July 13, 2026, 11:47 am | Read time: 4 minutes
The pill or hormonal IUDs are a routine part of life for many women. But do the individual contraceptives differ more than previously thought when it comes to associated health risks? A large Danish study suggests that some progestin-containing contraceptives may be linked to an increased risk of certain brain tumors. The good news: The overall risk of illness remains low, and the observed connection disappeared for most contraceptives after discontinuation.
Connection Between Contraception and Meningiomas
Meningiomas are the most common tumors within the skull in adults. They are mostly benign but can cause symptoms and may require surgery or radiation. Women are significantly more affected than men.1 Since many of these tumors have receptors for the hormone progesterone, scientists have long suspected that female sex hormones could play a role in their development.

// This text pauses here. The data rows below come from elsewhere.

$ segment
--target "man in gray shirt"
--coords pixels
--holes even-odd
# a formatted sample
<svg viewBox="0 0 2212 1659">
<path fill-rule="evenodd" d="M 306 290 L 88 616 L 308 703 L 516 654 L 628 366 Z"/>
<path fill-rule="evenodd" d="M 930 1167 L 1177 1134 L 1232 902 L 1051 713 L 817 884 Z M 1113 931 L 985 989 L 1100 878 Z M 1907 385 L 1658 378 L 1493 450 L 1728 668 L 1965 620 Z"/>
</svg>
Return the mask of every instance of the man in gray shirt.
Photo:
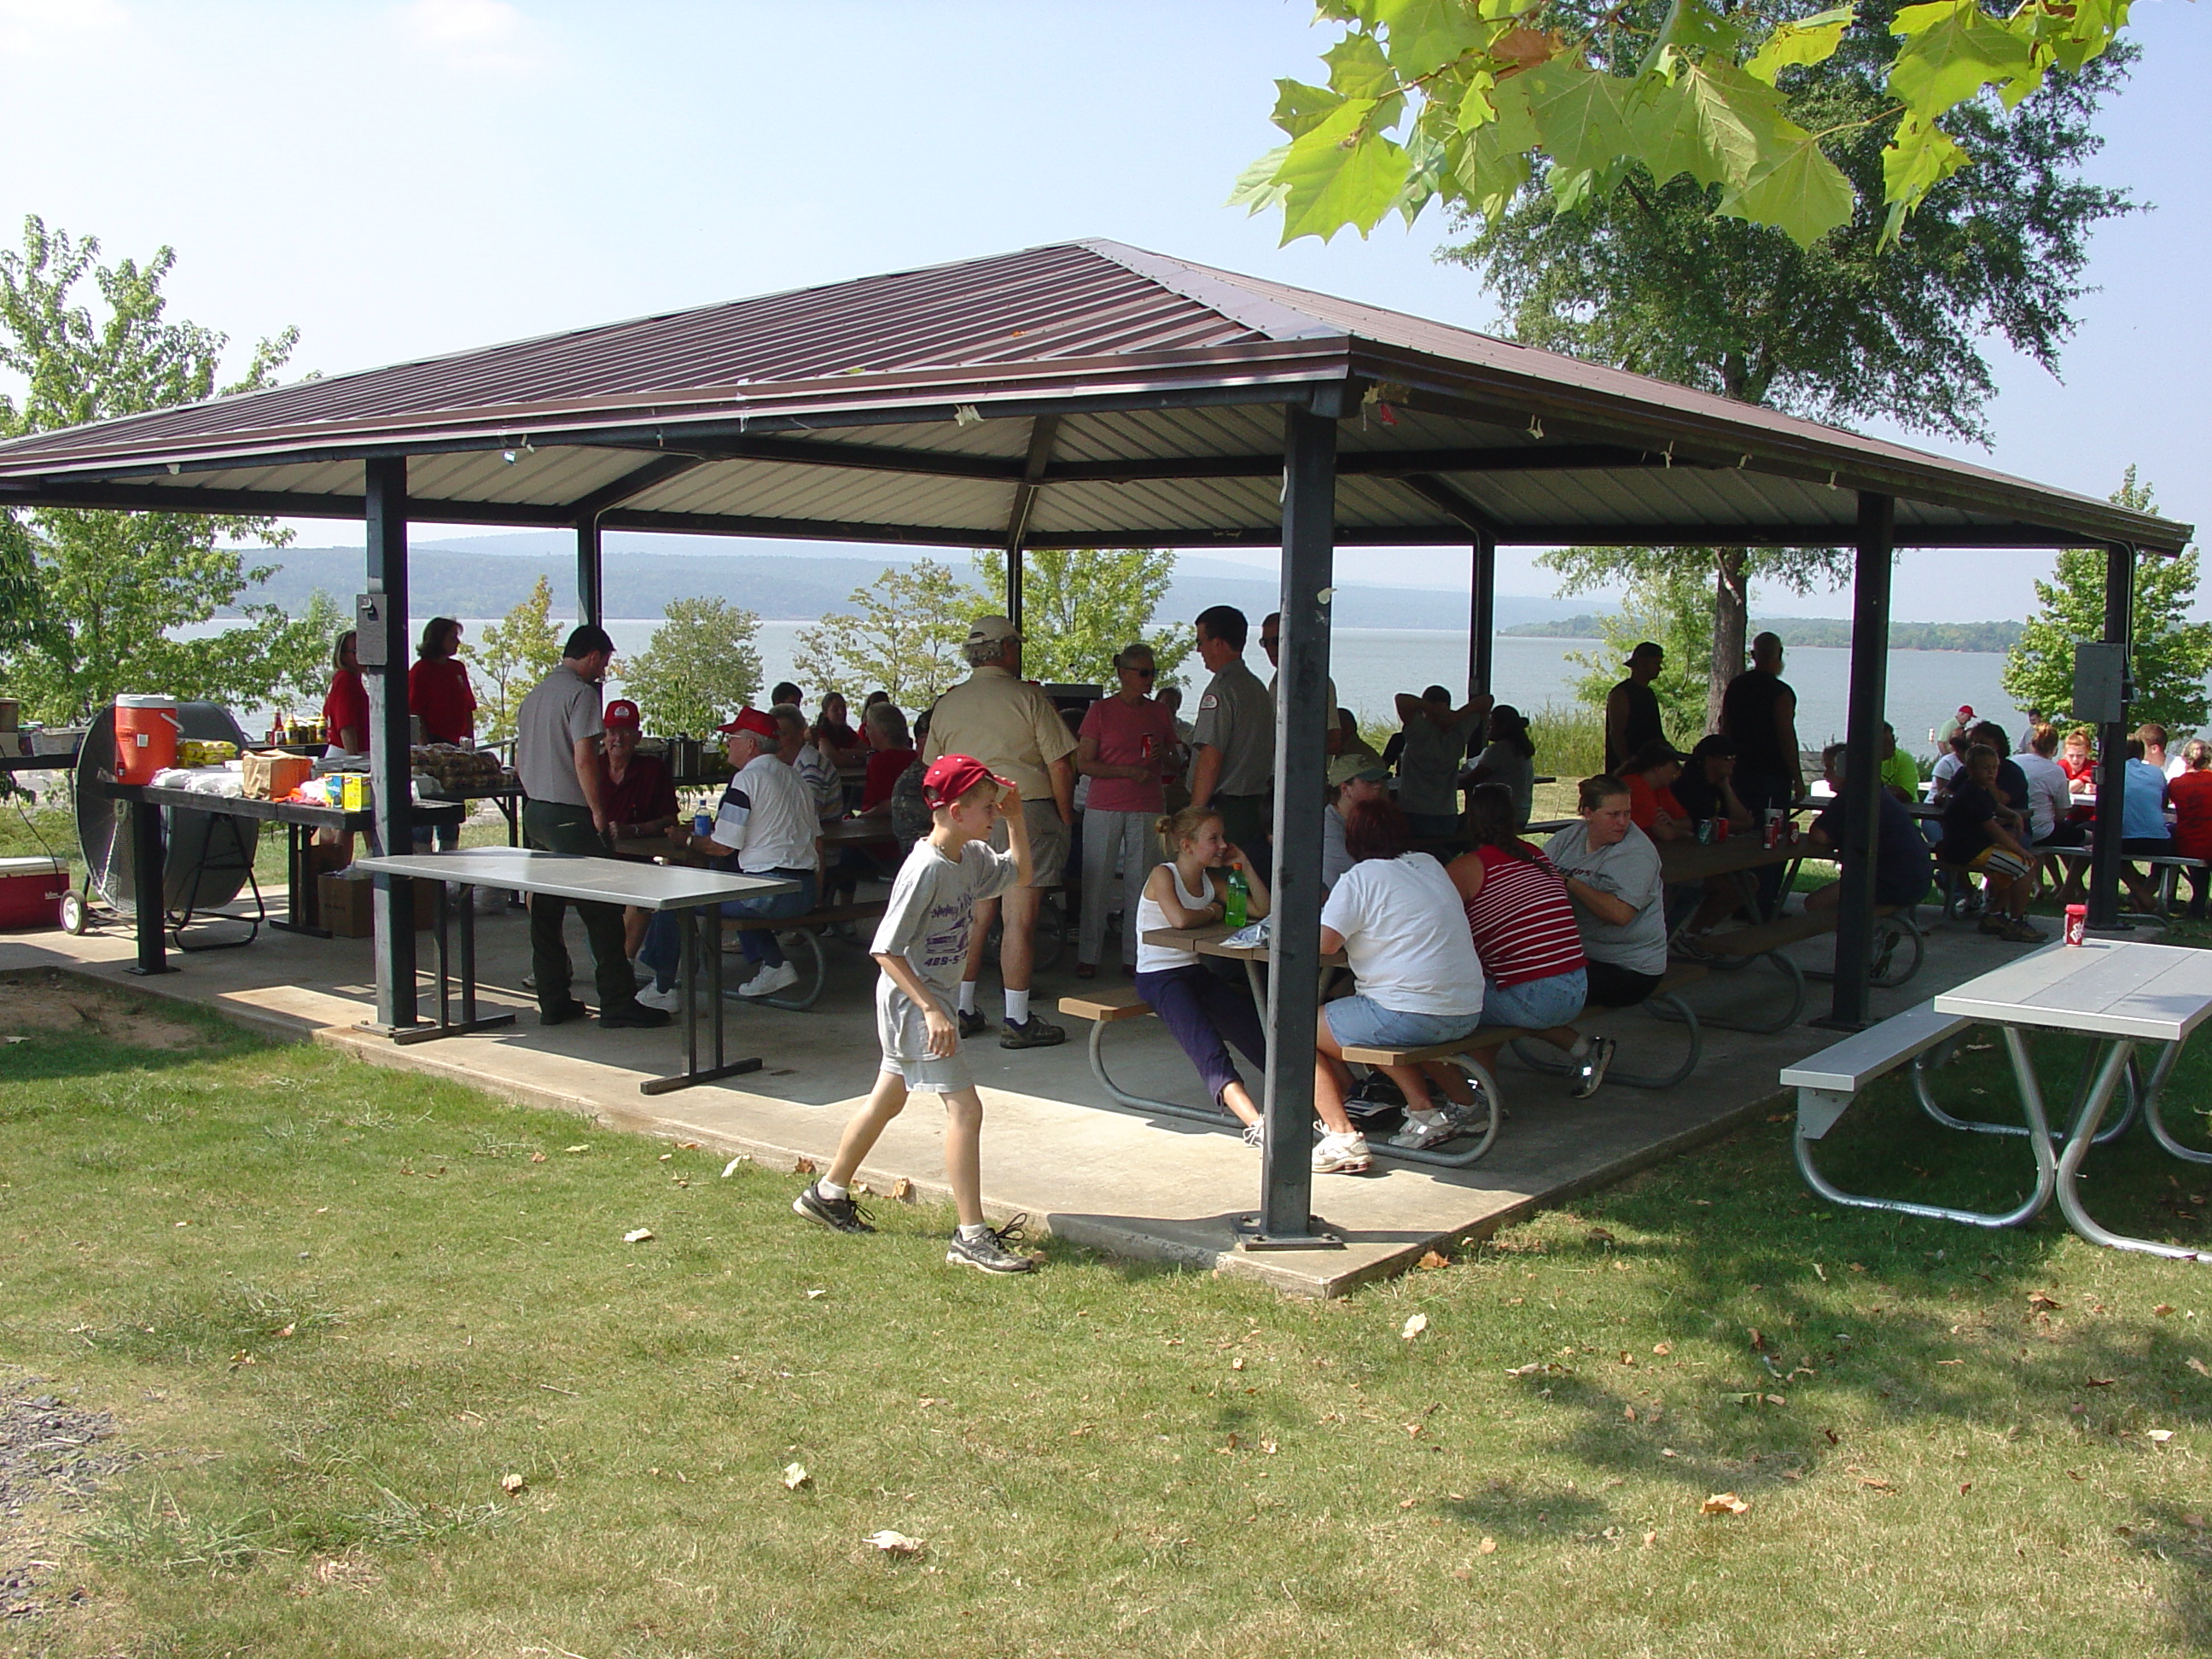
<svg viewBox="0 0 2212 1659">
<path fill-rule="evenodd" d="M 577 629 L 561 648 L 560 665 L 532 688 L 516 711 L 514 769 L 524 798 L 522 839 L 525 846 L 538 852 L 608 856 L 608 791 L 599 751 L 605 729 L 599 722 L 599 682 L 614 650 L 604 629 L 589 623 Z M 561 939 L 568 902 L 544 893 L 531 896 L 530 966 L 538 981 L 541 1025 L 558 1025 L 587 1012 L 568 994 L 572 969 L 568 947 Z M 665 1013 L 638 1002 L 636 975 L 623 948 L 622 907 L 579 901 L 576 915 L 592 942 L 599 1024 L 667 1024 Z"/>
<path fill-rule="evenodd" d="M 1275 700 L 1244 665 L 1249 624 L 1234 605 L 1198 614 L 1198 654 L 1213 678 L 1198 700 L 1192 734 L 1190 804 L 1221 815 L 1222 833 L 1261 867 L 1268 847 L 1270 786 L 1275 781 Z"/>
</svg>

It was already known that some high-dose progestins (a group of female sex hormones) can increase the risk of meningiomas. However, whether this also applies to progestins contained in hormonal contraceptives had not been sufficiently investigated. This is precisely the question the study’s authors pursued.
Study Design and Methods
For the study, the researchers analyzed the health data of 3,078,410 women aged 15 to 59 who lived in Denmark between January 1, 2000, and December 31, 2024. The study period thus covered 25 years.2
A total of 1,473 women were included, who were diagnosed with a meningioma for the first time. The researchers compared them with ten similar women without meningiomas, totaling 14,717 control subjects. Women with known influencing factors such as hormone replacement therapy or certain pre-existing conditions were excluded.
Using prescription and treatment data, the authors recorded which hormonal contraceptives were used.
Compared were:
- combined birth control pills
- progestin-only pills
- hormonal IUDs with high or low levonorgestrel doses
- medroxyprogesterone injections
Additionally, the researchers considered how long the contraceptives had been used and how much time had passed since the last use.
Special Risk Identified with Contraception via Injection
The connection was most pronounced with medroxyprogesterone injections. Women using this contraceptive method had more than a fourfold increased risk of a meningioma compared to women without hormonal contraception. For women currently using the injections, the risk was almost ten times higher. However, despite this significant relative difference, the overall risk of illness remains rare.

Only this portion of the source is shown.